Like boomerangs, affordable housing proposals come back

Settlement for New Haven Avenue housing plan; denial for Bic Drive plan

1556 New Haven Avenue

The P&Z agreed to a settlement on a proposal at 1556 New Haven Avenue, which was once the practice of the late Dr. Jan Fugal.

From the perspective of a Planning and Zoning Board, 8-30g affordable housing applications can be likened to boomerangs because, when thrown out, they quickly come back to those who tossed them.

In June 2014, the P&Z rejected a proposal for adding seven apartments to a 0.62-acre parcel with an existing house at 1556 New Haven Avenue. The zone is R-7.5, which restricts houses to one-family in design. The application was filed under the state’s affordable housing regulations, Connecticut General Statute 8-30g, which overrides local zoning regulations.

The applicant, Bella Properties, appealed the denial to the Litigation Docket, which returned the proposal to the P&Z board in January 2015 to settle with the developer. The board conducted four executive sessions from January to March to discuss the proposed settlement.

Without comment, the board voted unanimously at its April 7 meeting to approve the negotiated settlement, which includes some concessions on the part of the developer.

The largest change is retaining the house as a single-family use, reducing the property to seven apartments, of which two will be designated for rent at the 80% affordability rate. The plan still includes the construction of two buildings at the rear with three apartments each.

Safety considerations will be addressed with the addition of sprinklers in the proposed building, a raised sidewalk along the side of the existing house, and a one-way entrance and exit to the parking lot.

The proposal now moves to the Litigation Docket for a court hearing to decide on the proposed settlement. The hearing will take place May 7 at 10 a.m. at the court, 95 Washington Street, Hartford.

Bic Drive Plan Heads to Court

A similar process will take place now that the P&Z has rejected a proposed 257-unit apartment building with an affordable component at 460 Bic Drive, at the corner of Naugatuck Avenue. The board voted 8-2 at its April 7 meeting to deny the application.

Following the meeting, Attorney Thomas Lynch commented on the board’s decision by saying that he had already held a conference call on the pending decision with Judge Marshall K. Berger Jr. of the Litigation Docket, and Milford Trial Counsel Matthew Woods.

“The record contains nothing that would lead to the denial, based on public health and safety,” said Lynch.
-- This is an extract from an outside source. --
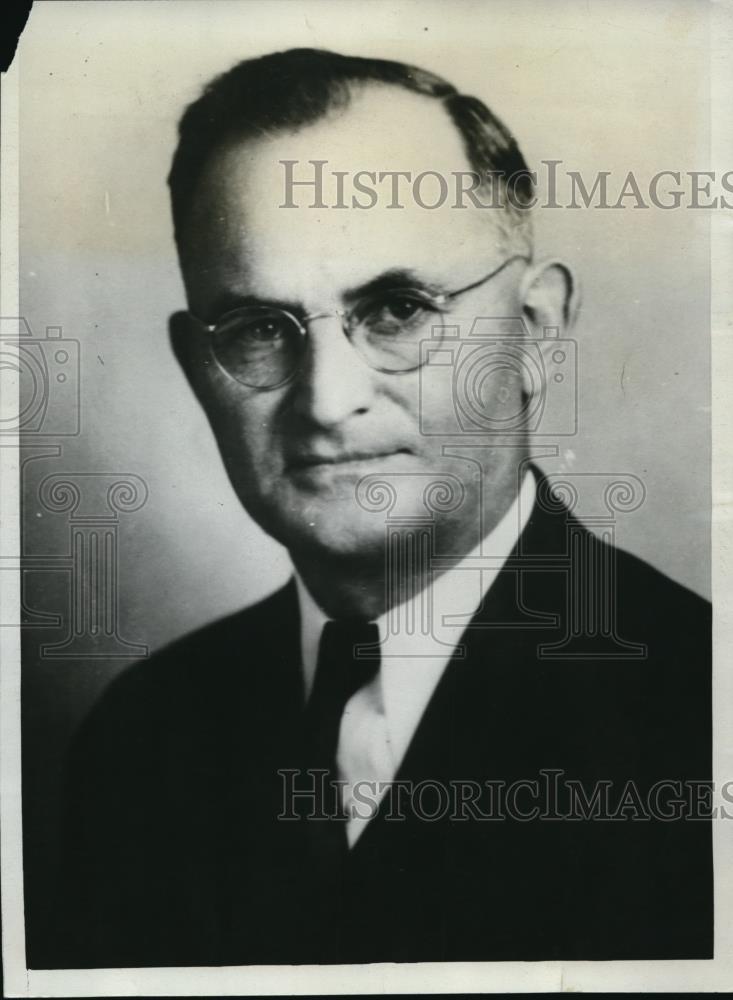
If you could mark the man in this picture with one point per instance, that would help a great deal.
(370, 765)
He plans to appeal the denial on behalf of Garden Homes Residential of Stamford, which submitted the plan under the state’s affordable housing regulations

In the Land Use Litigation Docket, which is a special branch of the Superior Court designed to hear 8-30g appeals, the burden of proof rests strongly on the land use boards to prove that any denied project has a public health or safety issue that outweighs the goal of encouraging affordable housing.

The board hosted three public hearings on the project, one in January and two in February, which drew concerns from both industrial and residential neighbors.

In rejecting the Bic Drive application, the board cited a number of safety concerns, which had been raised by neighbors. Concerns included low water pressure for domestic use and fire protection, restricted vehicle access, an increase in traffic at Bic Drive and Naugatuck Avenue, and blasting that could endanger the Iroquois gas pipeline that crosses the site.

As stated in the motion to deny, the site access issues include the one driveway entrance with restricted directional turning, and “the lack of a second means of access for emergency vehicles to enter the site.”

Board member Jim Quish asked if the P&Z would delay voting on the motion until the following meeting, giving it time to review the language, and add stronger language for denial.

“We know this is going to court,” said Quish. “The only thing we can stand on in court is the language of the motion. It does not elaborate on the issues.”

Quish was able to have the board unanimously add to the language of the draft motion, including adding traffic concerns for Schoolhouse Road at Rt. 1, an inadequate and potentially dangerous parking situation, emergency access in heavy snow conditions, and “the stress level of the neighbors.”

Board Chairman Benjamin Gettinger and board member John Grant were the two people who did not support the vote to deny. Gettinger said, “Having been on this board for a while, I know what is going to happen at the court level. This application satisfies safety requirements.”

Single-Family House Approved

The board did have one application on the agenda that did not involve affordable housing, a request that it quickly and unanimously approved. Lynch presented an application for a coastal area management site plan review on behalf of Christine Timko, whose house at 137 Milford Point Road was damaged by both Hurricanes Irene and Sandy.

Lynch said the Zoning Board of Appeals denied a previous application to raze the house and replace it with another one. The board’s minutes from December 2013 indicate the board voted against that plan because it would have expanded the non-conformity of the lot. He said a cottage closer to the road was not damaged by the storm, and is not part of this plan.

In the application before the P&Z, architect Paul Holub said the house would be raised to an elevation of 16 feet, which is two feet above the flood level. Holub said the elevated house will retain the “exact same footprint of the old house, minus several sections.” The side closest to the sea wall will be reduced by about 40 to 50 square feet. The covered porch will be enclosed, as part of the renovation.